18 Sorge’s grandfather, Adolph Sorge, had served as the secretary for the First International during Marx’s lifetime. Grandpa Adolph told Sorge, throughout his childhood, Marx stories: about Marx reading Shakespeare (in English) and the Greek tragedies (in Greek) every July; about Marx and Engels playing tennis (Marx always losing), as the officials of the First International watched them, moving their heads “left-right, left-right, like a clock pendulum”; about Grandpa Adolph, stoppin
g by Marx’s home and taking him to a bogus meeting, covering Marx’s secret trysts with his (recently fired) housemaid; about Marx’s pathological fear of dentists—Engels or Grandpa having to go with him and hold his hand as the blood soaked his immortal beard; about holding, piously, the manuscript of The Communist Manifesto, knowing that it was something that was to change the world forever, “the world that philosophers theretofore only attempted to interpret.”
19 During his stay in Shanghai, Sorge was a frequent visitor of the infamous opium houses. In 1932, in the middle of the siege of Shanghai, in Gong Li’s opium bar, Sorge had a sensation of the physically split personality: Sorge stepped out of his own body and left it to wallow in its opiatic stupor, while he walked among the defenders, with a German nostalgia for trenches, handing out grenades to poorly clad and armed Chinese, not fearing Japanese bullets, hallucinating about “the eye of the ubiquitous sniper, the infinite preciseness of the supreme sharpshooter.”

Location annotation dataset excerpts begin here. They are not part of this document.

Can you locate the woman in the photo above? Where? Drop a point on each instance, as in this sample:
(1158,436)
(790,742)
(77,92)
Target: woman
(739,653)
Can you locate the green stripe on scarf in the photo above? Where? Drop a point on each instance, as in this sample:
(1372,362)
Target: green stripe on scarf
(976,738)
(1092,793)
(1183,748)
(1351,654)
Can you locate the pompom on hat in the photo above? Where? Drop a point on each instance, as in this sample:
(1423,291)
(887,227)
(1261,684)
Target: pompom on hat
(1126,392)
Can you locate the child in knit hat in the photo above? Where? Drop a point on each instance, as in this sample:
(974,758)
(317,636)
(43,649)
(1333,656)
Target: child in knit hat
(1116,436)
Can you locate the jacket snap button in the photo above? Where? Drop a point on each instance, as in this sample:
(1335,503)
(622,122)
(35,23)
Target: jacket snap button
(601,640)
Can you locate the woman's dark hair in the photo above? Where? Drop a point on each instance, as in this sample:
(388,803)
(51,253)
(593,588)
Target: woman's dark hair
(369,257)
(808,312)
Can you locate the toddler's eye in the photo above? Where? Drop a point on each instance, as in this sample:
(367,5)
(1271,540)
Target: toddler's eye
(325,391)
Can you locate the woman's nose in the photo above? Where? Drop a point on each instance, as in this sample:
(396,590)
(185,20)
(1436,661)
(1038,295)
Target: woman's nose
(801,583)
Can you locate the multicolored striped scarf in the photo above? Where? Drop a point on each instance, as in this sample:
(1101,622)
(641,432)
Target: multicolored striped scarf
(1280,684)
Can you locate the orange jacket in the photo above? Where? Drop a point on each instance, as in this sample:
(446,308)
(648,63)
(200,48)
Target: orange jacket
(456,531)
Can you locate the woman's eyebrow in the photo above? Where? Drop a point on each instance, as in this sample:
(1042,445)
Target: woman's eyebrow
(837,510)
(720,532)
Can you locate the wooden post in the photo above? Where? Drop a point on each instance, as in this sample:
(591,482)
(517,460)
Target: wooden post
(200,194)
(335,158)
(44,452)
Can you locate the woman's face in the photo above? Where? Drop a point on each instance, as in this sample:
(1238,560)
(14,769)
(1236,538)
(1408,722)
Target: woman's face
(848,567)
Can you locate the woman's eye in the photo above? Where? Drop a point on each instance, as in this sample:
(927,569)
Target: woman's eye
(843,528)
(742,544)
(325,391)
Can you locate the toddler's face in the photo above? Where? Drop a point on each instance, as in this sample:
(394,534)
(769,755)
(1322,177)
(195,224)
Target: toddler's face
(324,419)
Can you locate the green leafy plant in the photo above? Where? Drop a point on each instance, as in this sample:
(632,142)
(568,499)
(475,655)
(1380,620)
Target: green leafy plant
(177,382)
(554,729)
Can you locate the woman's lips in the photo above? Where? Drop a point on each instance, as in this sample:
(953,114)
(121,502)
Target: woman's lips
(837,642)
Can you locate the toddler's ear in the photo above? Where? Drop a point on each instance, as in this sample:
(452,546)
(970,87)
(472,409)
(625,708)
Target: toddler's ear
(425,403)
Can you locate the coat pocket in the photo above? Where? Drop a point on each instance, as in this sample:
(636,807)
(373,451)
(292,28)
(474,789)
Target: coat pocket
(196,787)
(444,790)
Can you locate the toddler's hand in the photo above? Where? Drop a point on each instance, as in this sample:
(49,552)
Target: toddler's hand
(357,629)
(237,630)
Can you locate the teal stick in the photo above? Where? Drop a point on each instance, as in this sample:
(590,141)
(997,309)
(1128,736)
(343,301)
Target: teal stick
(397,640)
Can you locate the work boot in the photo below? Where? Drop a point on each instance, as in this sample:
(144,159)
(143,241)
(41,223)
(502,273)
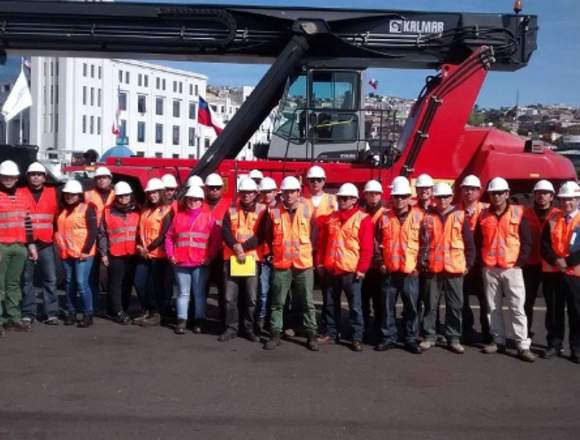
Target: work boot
(87,321)
(273,342)
(180,327)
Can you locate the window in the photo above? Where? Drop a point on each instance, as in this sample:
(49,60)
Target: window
(122,100)
(140,131)
(191,136)
(176,135)
(141,104)
(158,133)
(159,106)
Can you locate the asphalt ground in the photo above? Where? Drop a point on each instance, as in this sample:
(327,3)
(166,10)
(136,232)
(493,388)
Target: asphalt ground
(114,382)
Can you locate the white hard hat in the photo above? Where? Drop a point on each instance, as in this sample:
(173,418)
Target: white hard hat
(568,190)
(316,172)
(214,179)
(195,191)
(36,167)
(247,184)
(347,190)
(155,184)
(401,186)
(256,174)
(267,184)
(290,183)
(544,185)
(73,187)
(373,186)
(424,181)
(122,189)
(168,181)
(472,181)
(103,171)
(442,189)
(498,184)
(9,168)
(194,181)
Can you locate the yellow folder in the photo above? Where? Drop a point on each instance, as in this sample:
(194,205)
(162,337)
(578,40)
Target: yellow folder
(245,269)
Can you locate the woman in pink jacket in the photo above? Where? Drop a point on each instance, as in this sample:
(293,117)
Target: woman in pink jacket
(192,240)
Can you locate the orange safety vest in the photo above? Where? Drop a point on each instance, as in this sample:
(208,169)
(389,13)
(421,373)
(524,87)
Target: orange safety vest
(191,240)
(244,226)
(342,247)
(150,224)
(562,235)
(72,232)
(501,237)
(400,242)
(291,246)
(95,198)
(42,213)
(474,217)
(122,233)
(446,246)
(326,207)
(12,215)
(536,228)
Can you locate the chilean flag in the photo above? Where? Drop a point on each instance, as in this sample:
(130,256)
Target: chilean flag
(204,116)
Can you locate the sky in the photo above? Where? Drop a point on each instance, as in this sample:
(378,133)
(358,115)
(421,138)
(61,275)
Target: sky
(551,77)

20 Sorge was admitted to the Tokyo branch of the Nazi Party in October 1934. In his speech, preceding an orgiastic drinking contest, Colonel Ott said: “One cannot but feel that our cause will be only strengthened by the energy of Dr. Richard Sorge, our beloved fellow German. There’s no better occasion to use, once again, our Führer’s timeless words: ‘We have hundred of thousands of the most intelligent sons of peasants and workers. We will have them educated and are already doing so, and we wish them someday to occupy the leading positions of state and society, along the rest of our educated strata, and not the members of the alien people. We are determined to thwart and thrust aside this alien people that knew how to insinuate itself and seize all the leading positions for itself, for we want our own people for that position.’ I deeply believe that Dr. Richard Sorge’s blood will only enhance the purity of German blood. Welcome, Richard, welcome!”